Citing Simmons v. United States, 390 U.S. 377, 88 S.Ct. 967, 19 L.Ed.2d 1247 (1968), appellant asserts that the police action in displaying two pictures of appellant to Calender with the statement that the man in the pictures was the man who robbed him was so impermissibly suggestive as to give rise to a substantial likelihood of irreparable misidentification. In addition, appellant points out that he was never brought before a lineup for identification, and was identified by Calender at the preliminary hearing under “very suggestive circumstances”; and that at the trial Calender erroneously identified a cap as that of his assailant, which was not the same cap worn by appellant.

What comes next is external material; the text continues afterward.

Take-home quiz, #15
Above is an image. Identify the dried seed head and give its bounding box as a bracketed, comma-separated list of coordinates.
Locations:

Considering the question in the totality of the circumstances, Stovall v. Denno, 388 U.S. 293, 302, 87 S.Ct. 1967, 18 L.Ed.2d 1199 (1967), we are of the opinion that the in-court identification had an independent origin; that there was ample opportunity for Calender to observe and fix the face and figure of the robber on his mind and memory during the 3-minute experience during which he was dragged 50 feet by the robber and then assaulted in broad daylight, face to face, during which time he got “a good look” at the man. That Calender’s identification was independent of the photographic demonstration is attested by Calender’s testimony that he could identify appellant as the robber “without considering” the pictures. The identification procedure employed in this case did not deny appellant due process of law. The admission of Calender’s in-court identification of appellant was not error. State v. Parker, 458 S.W.2d 241 (Mo.1970); State v. Boswell, 433 S.W.2d 556 (Mo.1968).

This conclusion is buttressed by the strong identification testimony given by witness Heiland who, without exposure to any “impermissibly suggestive procedures,” clearly and graphically identified this defendant after observing him on three occasions : before, immediately after, and again thirty minutes after the assault and robbery. We are secure in the belief that there is no reasonable basis for the claim of misidentification in this case.

Judgment affirmed.

STOCKARD, C., concurs.

PER CURIAM:

The foregoing opinion by HOUSER, C., is adopted as the opinion of the court.

All of the Judges concur. 
      
      . Section numbers refer to RSMo 1969, Y.A.M.S.